Amazon Merchants Continue to Find Ways to Cheat
Mike Molson Hart, who sells toys on Amazon.com Inc.'s marketplace, realized earlier this month something was amiss. His company's popular disc-shaped plastic building set, called Brain Flakes, had dropped precipitously in the ranks of Amazon's best-selling toys as the critical gift-giving season approached.
He visited the product page on Amazon.com and suspected he was the victim of "sniping," when one merchant sabotages another by hiring people to leave critical reviews of their goods and then voting those reviews as being helpful, making them the most prominent feedback seen by shoppers. Freelancers in China and Bangladesh willing to do this for $10 an hour are easily found online. Even though the toy has a 4.8 star rating out of 5 based on more than 1,100 reviews, shoppers first see a string of critical one-star reviews and many may get scared away.

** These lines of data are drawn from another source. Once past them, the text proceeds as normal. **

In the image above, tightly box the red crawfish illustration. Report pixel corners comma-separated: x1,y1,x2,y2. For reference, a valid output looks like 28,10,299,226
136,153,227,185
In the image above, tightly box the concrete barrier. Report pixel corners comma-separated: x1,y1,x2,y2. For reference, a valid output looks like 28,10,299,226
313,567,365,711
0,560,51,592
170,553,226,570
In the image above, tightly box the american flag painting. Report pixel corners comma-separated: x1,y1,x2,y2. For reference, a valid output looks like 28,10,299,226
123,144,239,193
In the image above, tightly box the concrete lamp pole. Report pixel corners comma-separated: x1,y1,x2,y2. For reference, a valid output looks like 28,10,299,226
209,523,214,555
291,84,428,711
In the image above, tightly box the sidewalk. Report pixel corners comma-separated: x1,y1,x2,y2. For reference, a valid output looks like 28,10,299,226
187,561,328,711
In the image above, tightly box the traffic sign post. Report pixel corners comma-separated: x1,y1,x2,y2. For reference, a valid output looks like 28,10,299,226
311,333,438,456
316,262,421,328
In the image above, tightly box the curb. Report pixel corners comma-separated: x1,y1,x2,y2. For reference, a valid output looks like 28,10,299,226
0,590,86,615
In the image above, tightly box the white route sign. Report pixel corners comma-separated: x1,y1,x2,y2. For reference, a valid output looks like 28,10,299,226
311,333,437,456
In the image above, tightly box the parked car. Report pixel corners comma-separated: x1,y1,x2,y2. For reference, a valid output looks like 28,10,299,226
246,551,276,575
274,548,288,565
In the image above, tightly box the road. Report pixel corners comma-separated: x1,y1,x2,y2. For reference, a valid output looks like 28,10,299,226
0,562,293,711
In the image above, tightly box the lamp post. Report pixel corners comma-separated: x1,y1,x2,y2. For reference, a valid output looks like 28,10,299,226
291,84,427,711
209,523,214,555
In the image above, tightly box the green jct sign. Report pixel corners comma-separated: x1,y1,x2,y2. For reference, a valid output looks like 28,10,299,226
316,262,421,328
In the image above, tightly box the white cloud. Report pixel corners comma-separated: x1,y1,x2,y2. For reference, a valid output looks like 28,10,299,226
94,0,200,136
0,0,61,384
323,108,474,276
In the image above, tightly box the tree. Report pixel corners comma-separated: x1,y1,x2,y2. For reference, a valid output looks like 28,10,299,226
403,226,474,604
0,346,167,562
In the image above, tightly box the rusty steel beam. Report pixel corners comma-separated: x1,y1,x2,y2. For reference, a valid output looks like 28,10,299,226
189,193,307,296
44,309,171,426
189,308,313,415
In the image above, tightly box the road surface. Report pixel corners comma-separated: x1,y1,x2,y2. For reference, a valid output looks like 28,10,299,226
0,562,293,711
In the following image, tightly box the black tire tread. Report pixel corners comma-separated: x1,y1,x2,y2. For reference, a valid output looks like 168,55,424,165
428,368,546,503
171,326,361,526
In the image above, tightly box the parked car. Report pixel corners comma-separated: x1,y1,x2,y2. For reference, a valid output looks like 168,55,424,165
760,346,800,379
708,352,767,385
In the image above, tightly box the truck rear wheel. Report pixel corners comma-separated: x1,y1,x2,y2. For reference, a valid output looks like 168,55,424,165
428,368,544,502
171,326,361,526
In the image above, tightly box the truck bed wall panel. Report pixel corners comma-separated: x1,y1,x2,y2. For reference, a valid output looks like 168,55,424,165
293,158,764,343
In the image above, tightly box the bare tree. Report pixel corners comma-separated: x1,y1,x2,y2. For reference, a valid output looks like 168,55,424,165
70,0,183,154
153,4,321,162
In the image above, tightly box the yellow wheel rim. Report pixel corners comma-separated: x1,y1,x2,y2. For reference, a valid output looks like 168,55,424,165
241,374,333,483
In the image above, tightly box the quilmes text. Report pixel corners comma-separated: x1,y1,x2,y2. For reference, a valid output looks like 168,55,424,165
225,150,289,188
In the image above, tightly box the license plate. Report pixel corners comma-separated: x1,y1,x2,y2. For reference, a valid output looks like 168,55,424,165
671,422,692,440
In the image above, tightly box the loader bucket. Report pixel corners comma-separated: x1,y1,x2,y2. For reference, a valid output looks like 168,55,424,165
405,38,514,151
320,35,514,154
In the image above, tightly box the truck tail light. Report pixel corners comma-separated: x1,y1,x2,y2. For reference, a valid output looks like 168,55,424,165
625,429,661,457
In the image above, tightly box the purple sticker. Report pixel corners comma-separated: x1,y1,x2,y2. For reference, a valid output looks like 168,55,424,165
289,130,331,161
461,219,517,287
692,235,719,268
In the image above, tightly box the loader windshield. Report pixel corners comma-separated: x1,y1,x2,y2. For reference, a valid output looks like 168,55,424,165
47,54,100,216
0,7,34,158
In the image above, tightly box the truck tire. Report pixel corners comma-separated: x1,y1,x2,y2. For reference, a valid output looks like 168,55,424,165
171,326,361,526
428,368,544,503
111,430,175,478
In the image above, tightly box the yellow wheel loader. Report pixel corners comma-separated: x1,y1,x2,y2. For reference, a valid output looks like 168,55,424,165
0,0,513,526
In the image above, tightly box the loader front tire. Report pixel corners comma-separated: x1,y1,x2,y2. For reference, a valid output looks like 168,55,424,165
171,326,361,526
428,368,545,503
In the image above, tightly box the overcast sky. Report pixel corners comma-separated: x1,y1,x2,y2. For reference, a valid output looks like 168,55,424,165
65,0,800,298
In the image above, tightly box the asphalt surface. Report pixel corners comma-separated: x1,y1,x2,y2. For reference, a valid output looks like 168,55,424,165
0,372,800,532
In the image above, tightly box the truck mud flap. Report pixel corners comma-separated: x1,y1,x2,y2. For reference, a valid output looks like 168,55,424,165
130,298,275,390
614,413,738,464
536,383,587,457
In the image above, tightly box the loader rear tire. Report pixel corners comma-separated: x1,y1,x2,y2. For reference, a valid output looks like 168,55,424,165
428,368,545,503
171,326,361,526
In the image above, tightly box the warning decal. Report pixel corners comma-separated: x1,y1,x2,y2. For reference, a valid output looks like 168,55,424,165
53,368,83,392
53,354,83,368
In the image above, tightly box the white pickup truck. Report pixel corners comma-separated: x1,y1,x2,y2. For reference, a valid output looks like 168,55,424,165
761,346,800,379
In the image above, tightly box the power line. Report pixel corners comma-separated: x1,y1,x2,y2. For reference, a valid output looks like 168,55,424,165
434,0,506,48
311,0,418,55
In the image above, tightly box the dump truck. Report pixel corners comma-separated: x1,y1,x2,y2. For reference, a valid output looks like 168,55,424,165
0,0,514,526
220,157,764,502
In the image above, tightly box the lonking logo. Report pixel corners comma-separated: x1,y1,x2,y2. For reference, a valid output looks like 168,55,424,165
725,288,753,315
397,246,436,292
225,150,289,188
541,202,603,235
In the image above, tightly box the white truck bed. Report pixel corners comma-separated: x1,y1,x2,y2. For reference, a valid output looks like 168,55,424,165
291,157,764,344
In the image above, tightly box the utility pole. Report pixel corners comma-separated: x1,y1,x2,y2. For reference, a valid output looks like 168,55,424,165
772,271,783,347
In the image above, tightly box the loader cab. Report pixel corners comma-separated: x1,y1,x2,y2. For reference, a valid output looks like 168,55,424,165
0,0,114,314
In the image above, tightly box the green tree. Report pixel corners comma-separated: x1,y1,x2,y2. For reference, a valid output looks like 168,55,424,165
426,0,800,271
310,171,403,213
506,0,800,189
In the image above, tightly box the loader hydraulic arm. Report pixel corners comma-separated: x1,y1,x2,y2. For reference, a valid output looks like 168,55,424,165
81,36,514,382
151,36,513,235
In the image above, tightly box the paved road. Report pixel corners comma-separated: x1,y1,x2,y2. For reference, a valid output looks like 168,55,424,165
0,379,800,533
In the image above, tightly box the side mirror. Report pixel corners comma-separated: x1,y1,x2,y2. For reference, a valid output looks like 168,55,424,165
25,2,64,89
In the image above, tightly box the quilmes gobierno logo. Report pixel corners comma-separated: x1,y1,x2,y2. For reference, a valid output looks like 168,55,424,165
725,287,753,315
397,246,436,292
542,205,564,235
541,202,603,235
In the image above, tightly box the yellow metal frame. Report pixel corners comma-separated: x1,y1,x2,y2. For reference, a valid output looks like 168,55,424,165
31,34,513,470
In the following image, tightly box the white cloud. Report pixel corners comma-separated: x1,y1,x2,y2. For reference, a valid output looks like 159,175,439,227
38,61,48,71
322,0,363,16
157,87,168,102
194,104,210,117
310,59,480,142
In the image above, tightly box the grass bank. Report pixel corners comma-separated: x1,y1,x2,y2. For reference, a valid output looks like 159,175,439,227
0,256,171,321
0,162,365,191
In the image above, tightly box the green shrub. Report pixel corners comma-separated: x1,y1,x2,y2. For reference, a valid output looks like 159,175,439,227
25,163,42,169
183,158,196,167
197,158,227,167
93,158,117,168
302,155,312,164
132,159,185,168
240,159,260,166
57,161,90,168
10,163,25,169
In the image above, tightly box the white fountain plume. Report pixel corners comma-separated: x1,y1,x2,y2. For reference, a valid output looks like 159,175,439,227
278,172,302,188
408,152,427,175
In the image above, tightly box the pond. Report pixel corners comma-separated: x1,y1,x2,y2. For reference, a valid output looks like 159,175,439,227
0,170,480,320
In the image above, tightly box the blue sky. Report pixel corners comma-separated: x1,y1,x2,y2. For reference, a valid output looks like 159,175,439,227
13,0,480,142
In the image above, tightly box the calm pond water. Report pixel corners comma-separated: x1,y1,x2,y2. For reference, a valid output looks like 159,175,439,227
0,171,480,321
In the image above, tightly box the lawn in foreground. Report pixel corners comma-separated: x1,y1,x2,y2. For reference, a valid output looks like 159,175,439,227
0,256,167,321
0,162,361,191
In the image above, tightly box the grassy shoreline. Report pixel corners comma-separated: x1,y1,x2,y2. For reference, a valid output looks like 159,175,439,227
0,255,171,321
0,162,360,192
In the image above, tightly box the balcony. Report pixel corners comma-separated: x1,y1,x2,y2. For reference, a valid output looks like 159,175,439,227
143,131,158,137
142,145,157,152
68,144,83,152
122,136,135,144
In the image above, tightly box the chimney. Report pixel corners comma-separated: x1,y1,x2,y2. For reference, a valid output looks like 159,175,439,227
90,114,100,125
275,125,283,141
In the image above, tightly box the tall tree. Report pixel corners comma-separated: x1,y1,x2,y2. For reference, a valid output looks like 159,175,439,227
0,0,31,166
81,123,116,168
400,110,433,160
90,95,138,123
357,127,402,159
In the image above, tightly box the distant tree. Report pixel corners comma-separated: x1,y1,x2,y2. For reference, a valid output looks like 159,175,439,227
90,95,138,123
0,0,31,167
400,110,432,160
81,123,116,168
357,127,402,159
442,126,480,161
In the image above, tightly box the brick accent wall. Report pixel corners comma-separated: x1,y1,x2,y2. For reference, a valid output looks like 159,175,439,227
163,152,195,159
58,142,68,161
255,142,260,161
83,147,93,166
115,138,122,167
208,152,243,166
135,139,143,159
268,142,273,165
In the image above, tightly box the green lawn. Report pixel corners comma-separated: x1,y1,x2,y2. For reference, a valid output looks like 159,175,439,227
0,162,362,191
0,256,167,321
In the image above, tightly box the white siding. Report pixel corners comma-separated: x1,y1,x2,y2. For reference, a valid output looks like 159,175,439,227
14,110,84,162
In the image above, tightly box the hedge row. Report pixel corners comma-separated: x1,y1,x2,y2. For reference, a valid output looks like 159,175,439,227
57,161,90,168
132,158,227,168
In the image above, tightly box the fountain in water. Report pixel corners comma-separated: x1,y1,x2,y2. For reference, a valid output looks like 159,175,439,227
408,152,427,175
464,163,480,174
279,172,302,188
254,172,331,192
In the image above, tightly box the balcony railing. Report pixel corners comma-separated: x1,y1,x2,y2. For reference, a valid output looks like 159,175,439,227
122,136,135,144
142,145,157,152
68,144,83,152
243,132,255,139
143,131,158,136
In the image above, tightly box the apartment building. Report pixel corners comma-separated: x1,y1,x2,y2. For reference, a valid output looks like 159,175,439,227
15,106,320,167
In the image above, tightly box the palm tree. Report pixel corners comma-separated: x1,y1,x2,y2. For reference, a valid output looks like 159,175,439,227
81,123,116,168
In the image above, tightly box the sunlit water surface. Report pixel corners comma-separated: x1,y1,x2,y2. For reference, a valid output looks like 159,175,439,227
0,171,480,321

(Score: 2) by ledow on Saturday November 25 2017, @10:50PM (2 children)
Are you guys on a different planet to the rest of us?
Almost every "real" review I see has the words "Verified Purchase" next to it.
If it doesn't, you ignore it.
I don't think that's a UK/EU-only thing, surely?
And do you think competitors are buying competing products just to bad-review them?
(Score: 0) by Anonymous Coward on Sunday November 26 2017, @02:29AM
> Almost every "real" review I see has the words "Verified Purchase" next to it.
http://www.wordstream.com/blog/ws/2014/04/10/amazon-reviews [wordstream.com]
(Score: 4, Insightful) by captain normal on Sunday November 26 2017, @06:09AM
"And do you think competitors are buying competing products just to bad-review them?"
Probably, yes...This is the foundation of "free enterprise" economics. Lie, cheat, steal, bribe, scam and shout loud...anything to get people to give you their money.
When life isn't going right, go left.